Screening for Colorectal Cancer: Recommendation and Rationale - U.S. Preventive Services Task Force
Colorectal Cancer Screening - FPIN's Clinical Inquiries
Fecal Occult Blood Tests Reduce Colorectal Cancer Mortality - Cochrane for Clinicians
ABSTRACT: Spurred by mounting evidence that the detection and treatment of early-stage colorectal cancers and adenomatous polyps can reduce mortality, Medicare and some other payors recently authorized reimbursement for colorectal cancer screening in persons at average risk for this malignancy.

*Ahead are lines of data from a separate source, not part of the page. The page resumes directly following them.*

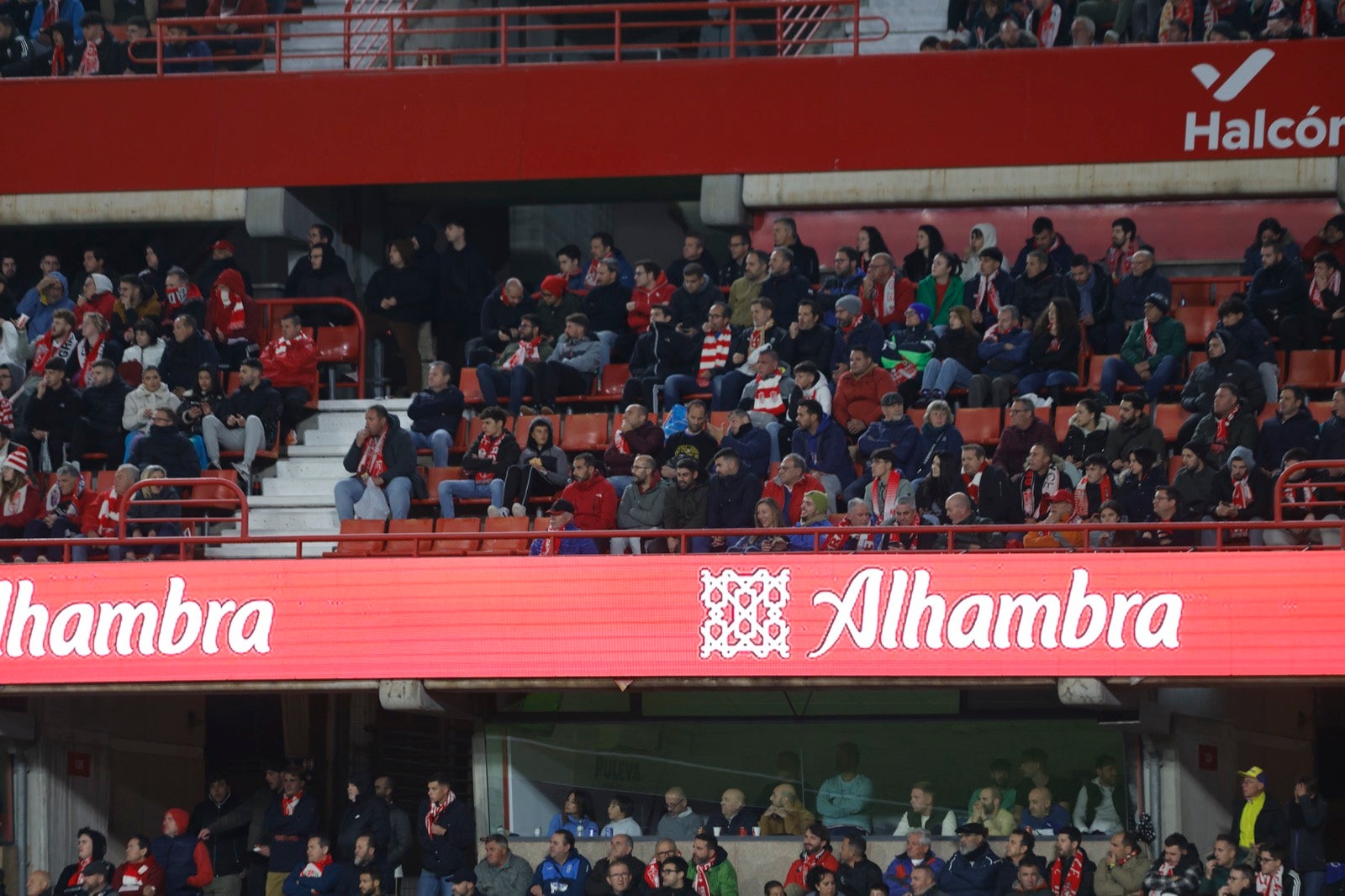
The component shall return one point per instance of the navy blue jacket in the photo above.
(299, 826)
(787, 291)
(1008, 354)
(456, 848)
(557, 878)
(430, 410)
(1279, 288)
(753, 447)
(970, 873)
(1131, 293)
(826, 451)
(731, 502)
(1278, 436)
(868, 333)
(903, 436)
(1060, 256)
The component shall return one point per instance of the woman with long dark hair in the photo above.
(928, 244)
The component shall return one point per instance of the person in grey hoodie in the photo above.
(572, 366)
(642, 503)
(541, 470)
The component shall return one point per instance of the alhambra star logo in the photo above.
(744, 614)
(1243, 74)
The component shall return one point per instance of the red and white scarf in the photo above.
(1073, 878)
(1306, 18)
(1118, 259)
(528, 353)
(315, 869)
(1271, 884)
(1243, 499)
(1048, 24)
(46, 350)
(1315, 291)
(108, 517)
(767, 396)
(715, 353)
(887, 508)
(89, 61)
(1082, 508)
(488, 450)
(1221, 443)
(973, 482)
(372, 461)
(988, 295)
(1049, 485)
(89, 356)
(435, 811)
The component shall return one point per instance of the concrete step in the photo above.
(396, 405)
(296, 521)
(314, 497)
(311, 468)
(322, 450)
(296, 486)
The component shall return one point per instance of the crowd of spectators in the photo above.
(275, 844)
(1012, 24)
(125, 373)
(817, 387)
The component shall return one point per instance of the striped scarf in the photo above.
(1315, 291)
(715, 353)
(767, 396)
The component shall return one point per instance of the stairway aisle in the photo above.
(296, 495)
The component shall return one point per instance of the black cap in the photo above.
(98, 867)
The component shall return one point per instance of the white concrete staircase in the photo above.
(296, 494)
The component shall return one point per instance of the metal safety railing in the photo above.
(373, 30)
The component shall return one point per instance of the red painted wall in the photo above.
(1177, 230)
(545, 121)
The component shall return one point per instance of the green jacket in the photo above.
(724, 880)
(1169, 333)
(927, 295)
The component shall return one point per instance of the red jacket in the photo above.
(94, 522)
(595, 502)
(804, 864)
(291, 362)
(30, 510)
(103, 303)
(794, 503)
(646, 299)
(232, 320)
(131, 880)
(861, 396)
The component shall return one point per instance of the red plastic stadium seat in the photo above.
(455, 546)
(585, 432)
(360, 548)
(504, 546)
(408, 526)
(979, 425)
(1311, 369)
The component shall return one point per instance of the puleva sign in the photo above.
(844, 615)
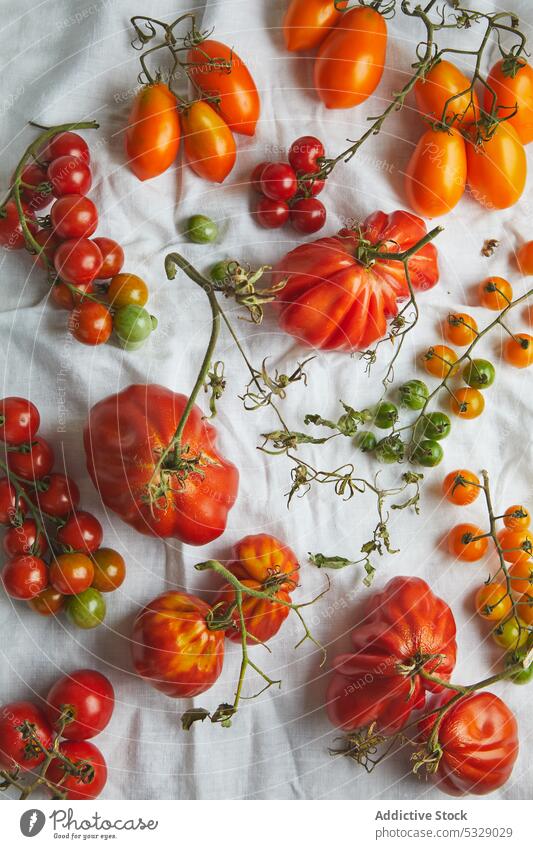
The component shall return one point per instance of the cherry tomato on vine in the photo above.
(463, 545)
(461, 487)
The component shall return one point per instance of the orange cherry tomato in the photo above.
(153, 132)
(493, 602)
(435, 179)
(307, 23)
(495, 293)
(497, 168)
(439, 361)
(468, 403)
(442, 82)
(239, 100)
(209, 142)
(518, 350)
(350, 61)
(463, 545)
(512, 83)
(461, 487)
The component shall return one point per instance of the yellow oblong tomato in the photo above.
(239, 100)
(512, 92)
(350, 61)
(443, 81)
(153, 133)
(436, 175)
(307, 23)
(497, 168)
(209, 142)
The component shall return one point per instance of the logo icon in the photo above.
(32, 822)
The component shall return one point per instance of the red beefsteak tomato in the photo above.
(406, 629)
(191, 494)
(173, 648)
(339, 293)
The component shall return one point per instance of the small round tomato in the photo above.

A collaborative group of experts convened by the U.S. Agency for Health Care Policy and Research has recommended screening for average-risk persons over the age of 50 years using one of the following techniques: fecal occult blood testing each year, flexible sigmoidoscopy every five years, fecal occult blood testing every year combined with flexible sigmoidoscopy every five years, double-contrast barium enema every five to 10 years or colonoscopy every 10 years. Screening of persons with risk factors should begin at an earlier age, depending on the family history of colorectal cancer or polyps. These recommendations augment the colorectal cancer screening guidelines of the American Academy of Family physicians. Recent advances in genetic research have made it possible to identify persons at high risk for colorectal cancer because of an inherited predisposition to develop this malignancy. These patients require aggressive screening, usually by lower endoscopy performed at an early age. In some patients, genetic testing can guide screening and may be cost-effective.